I will be tied up over the next couple of days juggling fund reports, emails, calls with partners, and some tasks with the dealing team. Meanwhile, the markets refuse to take a break. Gold is on fire, stocks keep inching toward new highs, and everyone seems to be learning how to live with the high-octane uncertainty coming out of Washington’s policy acrobatics.

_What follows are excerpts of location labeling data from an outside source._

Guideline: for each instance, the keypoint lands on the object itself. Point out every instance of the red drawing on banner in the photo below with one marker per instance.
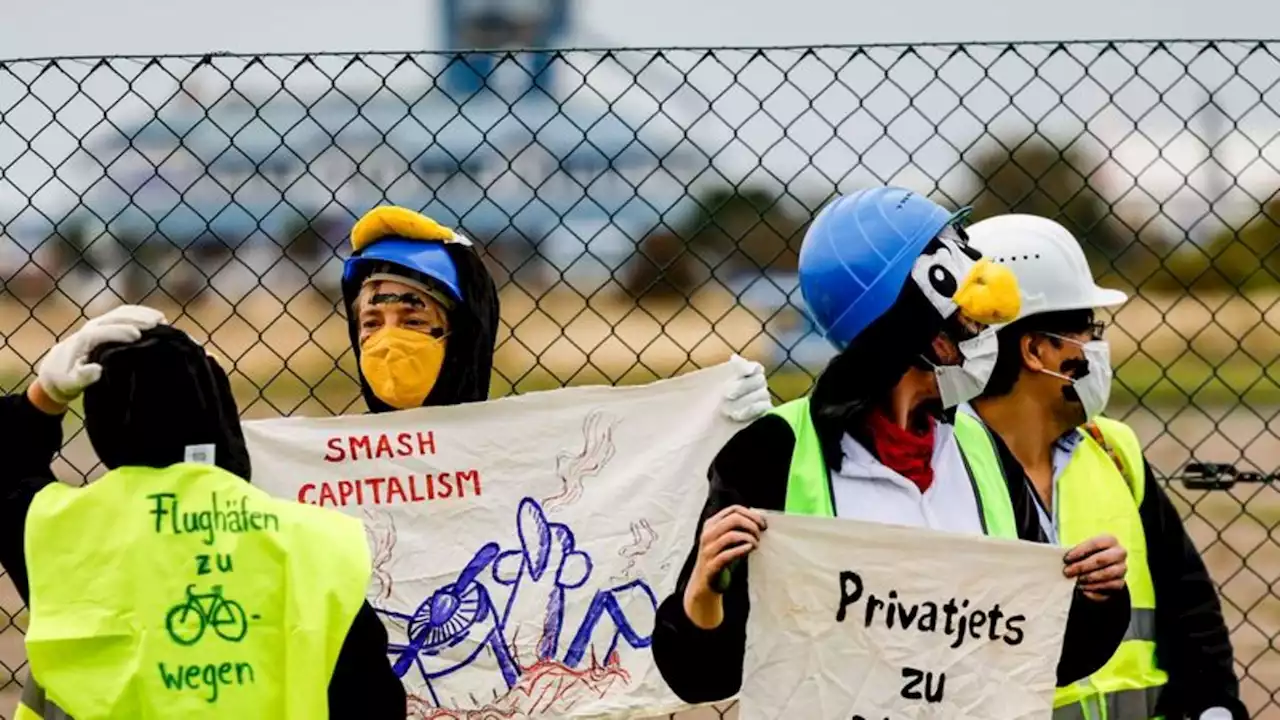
(574, 468)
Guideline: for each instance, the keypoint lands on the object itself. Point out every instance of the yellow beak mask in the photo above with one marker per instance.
(402, 367)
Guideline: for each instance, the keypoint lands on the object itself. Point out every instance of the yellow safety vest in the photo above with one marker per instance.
(809, 482)
(186, 592)
(1095, 497)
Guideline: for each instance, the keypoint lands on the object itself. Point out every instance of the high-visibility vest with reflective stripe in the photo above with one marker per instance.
(809, 482)
(187, 592)
(1095, 497)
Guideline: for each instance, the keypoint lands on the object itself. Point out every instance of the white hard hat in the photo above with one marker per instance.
(1047, 260)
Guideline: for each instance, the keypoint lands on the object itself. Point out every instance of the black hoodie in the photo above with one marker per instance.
(472, 337)
(156, 397)
(753, 468)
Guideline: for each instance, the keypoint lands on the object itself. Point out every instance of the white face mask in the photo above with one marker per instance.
(1093, 388)
(961, 383)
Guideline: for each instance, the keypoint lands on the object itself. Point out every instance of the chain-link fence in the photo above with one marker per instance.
(641, 212)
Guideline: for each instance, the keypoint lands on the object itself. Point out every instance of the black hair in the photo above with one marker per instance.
(158, 397)
(1009, 361)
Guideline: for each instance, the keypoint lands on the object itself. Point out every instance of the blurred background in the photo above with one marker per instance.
(641, 209)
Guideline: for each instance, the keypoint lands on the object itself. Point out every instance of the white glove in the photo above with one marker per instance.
(748, 396)
(65, 370)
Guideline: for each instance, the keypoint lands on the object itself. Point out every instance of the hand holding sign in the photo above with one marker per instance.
(1098, 566)
(726, 537)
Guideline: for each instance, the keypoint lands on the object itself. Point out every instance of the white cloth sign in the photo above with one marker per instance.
(862, 620)
(521, 546)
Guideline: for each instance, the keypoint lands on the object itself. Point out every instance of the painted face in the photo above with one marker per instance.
(388, 304)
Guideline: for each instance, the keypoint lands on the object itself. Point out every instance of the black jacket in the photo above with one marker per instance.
(752, 470)
(1193, 645)
(362, 684)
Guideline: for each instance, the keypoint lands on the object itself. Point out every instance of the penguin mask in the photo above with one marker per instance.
(970, 294)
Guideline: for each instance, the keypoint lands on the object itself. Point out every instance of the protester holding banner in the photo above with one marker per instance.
(423, 314)
(890, 278)
(1043, 405)
(172, 587)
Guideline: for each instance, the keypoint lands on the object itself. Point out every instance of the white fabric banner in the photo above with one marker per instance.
(520, 546)
(862, 620)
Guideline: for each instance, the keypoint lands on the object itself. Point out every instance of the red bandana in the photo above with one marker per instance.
(901, 450)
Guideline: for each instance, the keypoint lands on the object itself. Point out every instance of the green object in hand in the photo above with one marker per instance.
(725, 577)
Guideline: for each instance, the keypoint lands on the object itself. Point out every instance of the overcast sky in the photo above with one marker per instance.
(88, 27)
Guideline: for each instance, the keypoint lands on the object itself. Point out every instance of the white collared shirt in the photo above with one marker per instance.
(867, 490)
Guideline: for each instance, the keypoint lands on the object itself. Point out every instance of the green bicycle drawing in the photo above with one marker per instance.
(188, 620)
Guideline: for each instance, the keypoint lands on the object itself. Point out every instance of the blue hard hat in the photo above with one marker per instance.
(858, 254)
(429, 258)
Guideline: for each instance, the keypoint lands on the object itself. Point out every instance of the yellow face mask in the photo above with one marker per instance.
(401, 365)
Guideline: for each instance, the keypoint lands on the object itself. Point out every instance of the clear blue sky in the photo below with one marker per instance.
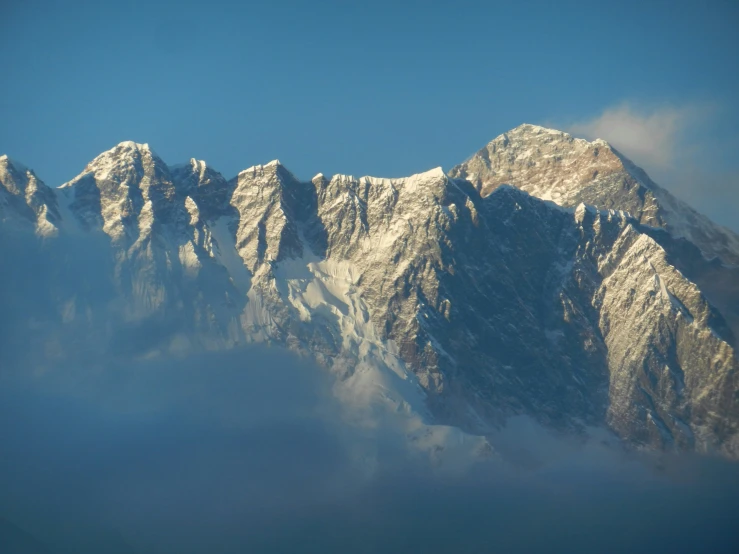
(383, 87)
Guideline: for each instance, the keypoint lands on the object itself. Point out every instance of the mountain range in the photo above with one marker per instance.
(546, 276)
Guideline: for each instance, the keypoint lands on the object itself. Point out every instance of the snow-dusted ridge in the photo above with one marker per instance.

Depending on who you listen to, gold’s record-breaking run is being credited to everything from growing confidence in a Fed rate cut and rising global uncertainty to tariff-induced anxiety. Some reports also note that US dollar weakness added fuel to gold’s safe-haven appeal. With the yellow metal at an all-time high, the jewellery-obsessed may need deeper pockets or a good therapist to talk them out of it.

Yeah, the animal spirits are more than alive and well and they are as frenzied as ever. This morning, I took half of our profits on our aggressive model portfolio, a simple exercise in discipline and risk management.

Despite the profit-taking, the portfolio is still up over +50% since January. One client jokingly dubbed me “one of the biggest bulls on Wall Street,” but I’m not here to brag about the returns. Some of these trades are definitely not for the faint-hearted, but it takes real strength and discipline to know when to step back, take a little off the table, and let the rest run.